Disjoint Events, by definition, can not happen at the same time. A synonym for this term is mutually exclusive.

For example:
  • The outcome of a single coin toss can not be a head and a tail.
  • A student can not both fail and pass a class.
  • A single card drawn from a deck can not be an ace and a queen at the same time.

In probability, disjoint event A and B is expressed as:

P(A and B) = 0

In Venn diagram representation, we represent each event by the circles, if event A and B are disjoint, we end up with two circles that don't touch each other.

Statistical Inference - disjoint events

Union of disjoint events

For disjoint events A and B, the probability of A or B happening is simply the probability of A plus the probability of B.

P(A or B) = P(A) + P(B)

Non-disjoint Events

Non-disjoint events, on the other hand, can happen at the same time.

For example:
  • A student can get an A in Stats and A in History at the same time.

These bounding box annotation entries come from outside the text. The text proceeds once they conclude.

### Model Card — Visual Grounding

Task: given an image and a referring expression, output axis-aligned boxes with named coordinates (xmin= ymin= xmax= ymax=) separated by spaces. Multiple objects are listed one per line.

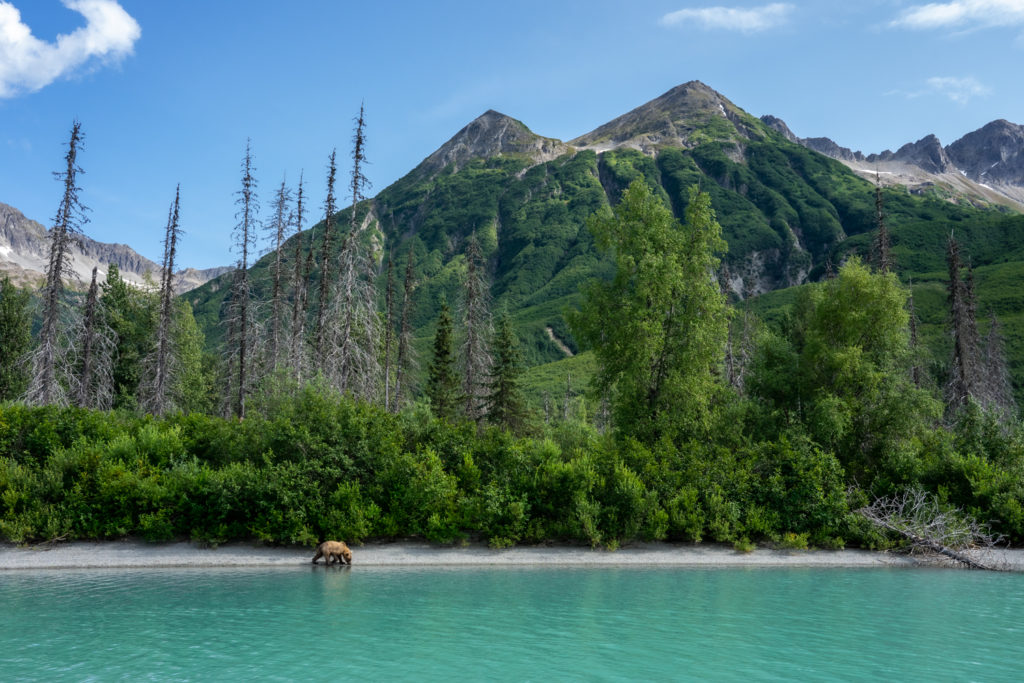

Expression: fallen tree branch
xmin=857 ymin=488 xmax=1005 ymax=570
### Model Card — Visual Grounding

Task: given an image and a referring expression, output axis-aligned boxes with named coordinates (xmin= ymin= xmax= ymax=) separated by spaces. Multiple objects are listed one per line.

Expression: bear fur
xmin=313 ymin=541 xmax=352 ymax=564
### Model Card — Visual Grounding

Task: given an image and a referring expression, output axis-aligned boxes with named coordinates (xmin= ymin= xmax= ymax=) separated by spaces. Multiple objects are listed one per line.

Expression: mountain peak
xmin=569 ymin=81 xmax=762 ymax=153
xmin=419 ymin=110 xmax=568 ymax=173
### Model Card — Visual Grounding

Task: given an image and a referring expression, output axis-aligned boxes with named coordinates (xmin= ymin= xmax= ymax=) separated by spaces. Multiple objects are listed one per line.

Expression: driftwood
xmin=857 ymin=488 xmax=1005 ymax=570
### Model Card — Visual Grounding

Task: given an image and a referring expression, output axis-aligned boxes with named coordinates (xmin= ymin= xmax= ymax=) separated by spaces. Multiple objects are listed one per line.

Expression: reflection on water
xmin=0 ymin=566 xmax=1024 ymax=681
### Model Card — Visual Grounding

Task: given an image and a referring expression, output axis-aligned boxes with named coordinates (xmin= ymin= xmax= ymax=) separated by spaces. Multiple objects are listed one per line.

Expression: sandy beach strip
xmin=0 ymin=540 xmax=1024 ymax=570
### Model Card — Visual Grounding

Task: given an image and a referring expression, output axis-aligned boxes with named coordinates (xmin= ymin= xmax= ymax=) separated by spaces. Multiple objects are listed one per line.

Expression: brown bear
xmin=313 ymin=541 xmax=352 ymax=564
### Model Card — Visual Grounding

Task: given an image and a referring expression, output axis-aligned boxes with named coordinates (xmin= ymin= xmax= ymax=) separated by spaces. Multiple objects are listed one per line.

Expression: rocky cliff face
xmin=417 ymin=110 xmax=569 ymax=175
xmin=761 ymin=116 xmax=1024 ymax=211
xmin=946 ymin=119 xmax=1024 ymax=186
xmin=0 ymin=203 xmax=229 ymax=294
xmin=569 ymin=81 xmax=765 ymax=154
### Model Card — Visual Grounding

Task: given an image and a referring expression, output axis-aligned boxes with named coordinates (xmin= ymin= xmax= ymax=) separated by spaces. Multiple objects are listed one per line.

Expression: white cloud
xmin=922 ymin=76 xmax=991 ymax=104
xmin=890 ymin=0 xmax=1024 ymax=30
xmin=659 ymin=2 xmax=794 ymax=33
xmin=0 ymin=0 xmax=142 ymax=97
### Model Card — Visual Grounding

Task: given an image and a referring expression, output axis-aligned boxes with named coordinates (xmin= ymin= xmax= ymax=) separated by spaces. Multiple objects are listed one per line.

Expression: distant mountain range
xmin=761 ymin=116 xmax=1024 ymax=211
xmin=176 ymin=81 xmax=1024 ymax=391
xmin=0 ymin=203 xmax=230 ymax=294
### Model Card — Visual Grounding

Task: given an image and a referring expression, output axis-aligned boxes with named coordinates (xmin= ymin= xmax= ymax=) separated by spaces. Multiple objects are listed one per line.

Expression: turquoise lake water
xmin=0 ymin=566 xmax=1024 ymax=682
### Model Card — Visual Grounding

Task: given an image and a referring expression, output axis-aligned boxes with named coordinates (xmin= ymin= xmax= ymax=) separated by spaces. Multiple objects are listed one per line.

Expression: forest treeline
xmin=0 ymin=122 xmax=1024 ymax=547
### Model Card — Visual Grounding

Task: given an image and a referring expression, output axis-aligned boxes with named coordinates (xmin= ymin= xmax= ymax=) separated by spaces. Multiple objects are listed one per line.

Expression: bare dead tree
xmin=226 ymin=140 xmax=259 ymax=420
xmin=562 ymin=373 xmax=572 ymax=422
xmin=391 ymin=247 xmax=416 ymax=413
xmin=310 ymin=150 xmax=338 ymax=362
xmin=72 ymin=267 xmax=116 ymax=411
xmin=290 ymin=173 xmax=313 ymax=382
xmin=139 ymin=184 xmax=183 ymax=416
xmin=267 ymin=174 xmax=292 ymax=370
xmin=462 ymin=233 xmax=494 ymax=422
xmin=384 ymin=256 xmax=394 ymax=409
xmin=857 ymin=488 xmax=1005 ymax=569
xmin=982 ymin=310 xmax=1017 ymax=420
xmin=874 ymin=173 xmax=893 ymax=272
xmin=906 ymin=281 xmax=922 ymax=389
xmin=725 ymin=310 xmax=755 ymax=393
xmin=25 ymin=121 xmax=88 ymax=405
xmin=331 ymin=105 xmax=381 ymax=400
xmin=946 ymin=234 xmax=980 ymax=414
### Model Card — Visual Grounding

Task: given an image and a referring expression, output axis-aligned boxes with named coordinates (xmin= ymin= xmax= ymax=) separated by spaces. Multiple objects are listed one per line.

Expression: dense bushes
xmin=0 ymin=388 xmax=909 ymax=546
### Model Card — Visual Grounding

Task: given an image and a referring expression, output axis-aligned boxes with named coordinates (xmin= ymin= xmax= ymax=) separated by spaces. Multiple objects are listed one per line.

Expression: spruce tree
xmin=569 ymin=179 xmax=729 ymax=442
xmin=983 ymin=310 xmax=1017 ymax=419
xmin=309 ymin=150 xmax=338 ymax=364
xmin=73 ymin=267 xmax=115 ymax=410
xmin=384 ymin=256 xmax=394 ymax=410
xmin=226 ymin=141 xmax=259 ymax=420
xmin=329 ymin=102 xmax=381 ymax=400
xmin=946 ymin=234 xmax=980 ymax=414
xmin=460 ymin=234 xmax=493 ymax=422
xmin=26 ymin=121 xmax=87 ymax=405
xmin=485 ymin=310 xmax=526 ymax=431
xmin=140 ymin=184 xmax=182 ymax=416
xmin=427 ymin=301 xmax=461 ymax=420
xmin=0 ymin=275 xmax=32 ymax=401
xmin=290 ymin=173 xmax=313 ymax=383
xmin=266 ymin=179 xmax=292 ymax=370
xmin=873 ymin=173 xmax=893 ymax=272
xmin=391 ymin=247 xmax=416 ymax=413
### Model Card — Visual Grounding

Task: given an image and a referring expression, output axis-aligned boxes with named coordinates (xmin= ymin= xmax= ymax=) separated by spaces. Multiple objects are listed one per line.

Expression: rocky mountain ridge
xmin=761 ymin=115 xmax=1024 ymax=211
xmin=0 ymin=203 xmax=230 ymax=294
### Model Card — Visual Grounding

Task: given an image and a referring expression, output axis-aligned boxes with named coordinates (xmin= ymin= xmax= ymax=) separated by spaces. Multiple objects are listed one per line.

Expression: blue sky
xmin=0 ymin=0 xmax=1024 ymax=267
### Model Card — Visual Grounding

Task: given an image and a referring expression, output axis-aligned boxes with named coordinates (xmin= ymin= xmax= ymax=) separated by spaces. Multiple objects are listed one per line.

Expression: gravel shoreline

In Venn diagram representation of events A and B that are non-disjoint, we have two circles that overlap, or in other words, join, which indicates that the probability of event A and B happening at the same time is non-zero. So it is some number between 0 and 1.

P(A and B) ≠ 0

Statistical Inference - joint events

Union of non-disjoint events

For non-disjoint events A and B, the probability of A or B happening is the P(A) plus P(B) minus the probability of A and B happening at the same time (Avoid double counting) .

P(A or B) = P(A) + P(B) - P(A and B)

Statistical Inference - joint events

Sample Space

A sample space is a collection of all possible outcomes of a trial.

For example:

A couple has two kids, the sample space for the sex of these 2 kids is:

S = {MM, FF, FM, MF}
M for Male, F for Female

If you toss a fair coin twice, the sample space are:

S = {HH, TT, HT, TH}
H for Head, T for Tail

Probability Distributions

A probability distribution lists all possible outcomes in the sample space, and the probabilities with which they occur.

It is important to distinguish probability distribution between discrete and continuous random variables.

In the discrete case, one can easily assign a probability to each possible value. For example, when throwing a fair die, each of the six values 1 to 6 has the probability 1/6.

In the continuous random variables, when a random variable takes values from a continuum then, typically, probabilities can be nonzero only if they refer to intervals. For example in quality control one might demand that the probability of a "500 g" package containing between 490 g and 510 g should be no less than 98%.

Complementary Events

Complementary events are two mutually exclusive events whose probabilities add up to 1.

For example:

If a coin is tossed once, the complement of a head is tail.

one tossheadtail

If a coin is tossed twice, the complement of outcome head-head is simply the sum of all other three possibilities, tail-tail, head-tail and tail-head.